Apesar de, formalmente, os vinhos Dona Maria do produtor Júlio Bastos serem recentes, a propriedade conta com quase três séculos de história e quase século e meio de produção de vinho – os vinhos eram anteriormente conhecidos e comercializados sob o nome Quinta do Carmo. Vendido o nome comercial Quinta do Carmo e grande parte das vinhas, Júlio Bastos, proprietário da Quinta do Carmo e do magnífico palácio do século XVIII que foi oferecida pelo rei D. João V a uma cortesã por quem estava loucamente apaixonado, fundou os vinhos Dona Maria, nome que muito rapidamente se elevou ao patamar mais elevado dos vinhos do Alentejo. Se a história da casa assenta num passado faustoso, rico em ensinamentos, os vinhos actuais não lhe ficam atrás. A casta Alicante Bouschet cunha de forma indelével os corredores labirínticos do passado e do presente. Este Júlio B Bastos 2007 apresenta-se como um animal feroz de nariz explosivo e boca monumental, uma boca monumental que não dá tréguas. Não é um vinho para principiantes adoptando um ritmo e compasso endiabrados que seguem num crescendo contínuo. Melhorará com mais uns anos de vida em garrafa.

Preço: 87.50€ na Garrafeira Tio Pepe, Porto, http://garrafeiratiopepe.pt

 

Mouchão 2008

Desde a sua fundação no virar do século XX pouco mudou na Herdade do Mouchão. A adega permanece imutável, sem pressas e sem cedências. Os lagares centenários mantêm-se ao serviço da pisa a pé e as enormes pipas de madeira exótica e velha continuam a ser destinadas aos melhores lotes. É um clássico entre os clássicos, talvez o mais clássico de que o Alentejo se pode vangloriar. Produz vinhos intemporais que ano após ano mostram carácter e personalidade vincada, indiferentes às modas que vão varrendo o mundo do vinho. A sobriedade e raça do Mouchão estão superiormente exemplificadas neste exemplar de 2008, uma sobriedade patente na fruta intensa mas contida, nos taninos sérios e sólidos, na acidez e frescura incisivas do final de boca.

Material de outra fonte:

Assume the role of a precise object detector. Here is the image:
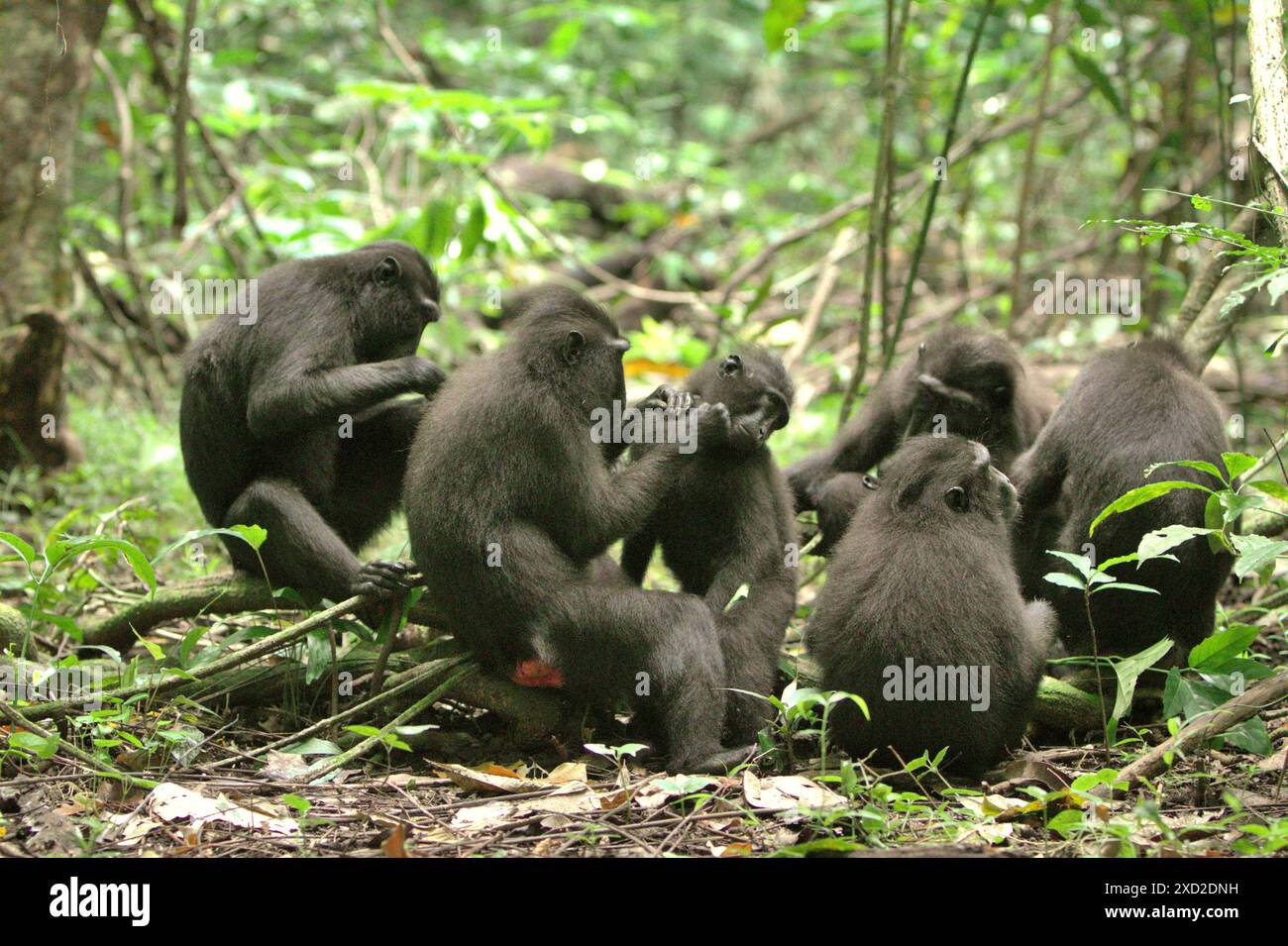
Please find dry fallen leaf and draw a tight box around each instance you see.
[147,782,300,835]
[742,770,845,808]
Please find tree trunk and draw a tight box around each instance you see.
[1248,0,1288,246]
[0,0,111,469]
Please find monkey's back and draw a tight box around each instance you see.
[403,349,590,667]
[805,500,1033,770]
[1033,343,1232,653]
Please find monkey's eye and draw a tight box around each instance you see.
[376,257,402,285]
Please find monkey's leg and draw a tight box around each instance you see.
[707,573,796,745]
[223,478,362,601]
[535,583,725,771]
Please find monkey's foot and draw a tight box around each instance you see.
[671,745,760,775]
[351,559,417,598]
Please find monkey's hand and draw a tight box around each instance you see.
[349,559,419,598]
[690,401,729,451]
[639,384,693,410]
[398,356,447,397]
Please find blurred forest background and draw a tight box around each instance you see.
[0,0,1288,545]
[0,0,1288,859]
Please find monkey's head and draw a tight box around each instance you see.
[877,435,1018,528]
[684,347,794,453]
[907,326,1024,444]
[511,284,631,418]
[352,240,439,361]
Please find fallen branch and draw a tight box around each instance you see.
[84,574,442,651]
[1092,671,1288,798]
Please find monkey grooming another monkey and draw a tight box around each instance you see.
[805,435,1055,778]
[787,326,1056,521]
[622,348,799,744]
[1014,339,1233,661]
[179,241,443,601]
[404,285,741,771]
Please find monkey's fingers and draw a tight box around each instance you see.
[353,559,417,596]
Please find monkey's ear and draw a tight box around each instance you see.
[563,328,587,365]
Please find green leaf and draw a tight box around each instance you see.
[1221,453,1261,480]
[1064,47,1127,119]
[724,581,751,614]
[0,532,36,568]
[1087,480,1212,536]
[1189,624,1258,674]
[1231,536,1288,579]
[1111,637,1172,738]
[1136,525,1212,568]
[761,0,806,53]
[1092,581,1158,594]
[1145,460,1227,484]
[1042,572,1087,590]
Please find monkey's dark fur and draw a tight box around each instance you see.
[805,435,1055,776]
[814,473,880,555]
[179,242,443,599]
[1014,340,1232,661]
[622,348,799,744]
[404,285,729,769]
[787,326,1055,519]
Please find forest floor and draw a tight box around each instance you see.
[0,583,1288,857]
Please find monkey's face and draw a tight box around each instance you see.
[687,356,791,453]
[361,241,441,361]
[907,337,1019,443]
[881,435,1018,526]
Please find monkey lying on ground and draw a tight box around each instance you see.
[1014,340,1232,661]
[787,326,1056,535]
[805,435,1055,776]
[404,285,747,771]
[622,349,799,744]
[179,241,443,601]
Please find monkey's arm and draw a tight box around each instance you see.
[787,391,903,512]
[1012,427,1069,521]
[246,356,445,439]
[559,404,729,559]
[622,526,657,584]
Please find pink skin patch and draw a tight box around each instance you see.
[510,658,563,688]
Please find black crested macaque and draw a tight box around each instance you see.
[787,326,1056,512]
[805,435,1055,778]
[404,285,747,770]
[1014,339,1233,662]
[179,241,443,601]
[622,348,799,744]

E é precisamente a frescura e vigor que mais impressionam nos Mouchão, um misto de rusticidade, clareza e limpidez que o prolongam na boca de forma monumental. O final é longo, duro e levemente rude como um Mouchão deve ser, terminado pungente e severo.

Preço: 29.90€ na Garrafeira Nacional, Lisboa, www.garrafeiranacional.com

 

Esporão Alicante Bouschet 2010

Poucos nomes serão tão consensuais no universo do vinho português como a marca Esporão, um dos produtores mais respeitados e considerados de Portugal, verdadeiro ex-líbris do Alentejo, referência regional e nacional para tantas gerações de enófilos. Do nada foi erigido um verdadeiro império com uma atenção ao detalhe pouco vulgar entre nós materializando o sonho de um visionário que mostrou estar sempre adiantado em relação ao seu tempo. O nome Esporão converteu-se numa das principais referências de qualidade e num dos rótulos mais procurados por uma nova classe de enófilos que despontava para uma nova fase do vinho de qualidade. O Alicante Bouschet, o mais interessante de todos os vinhos monocasta da Herdade do Esporão, apresenta-se vestido de cor vermelha bem retinta. Duro e atrevido, seco e poderoso, é um tinto de personalidade marcada, tenso nos acordes, quase ríspido no final de boca, com uma rudeza genuína que lhe assenta na perfeição. O registo mais severo que o habitual assenta-lhe muito bem e revela um belíssimo potencial de envelhecimento.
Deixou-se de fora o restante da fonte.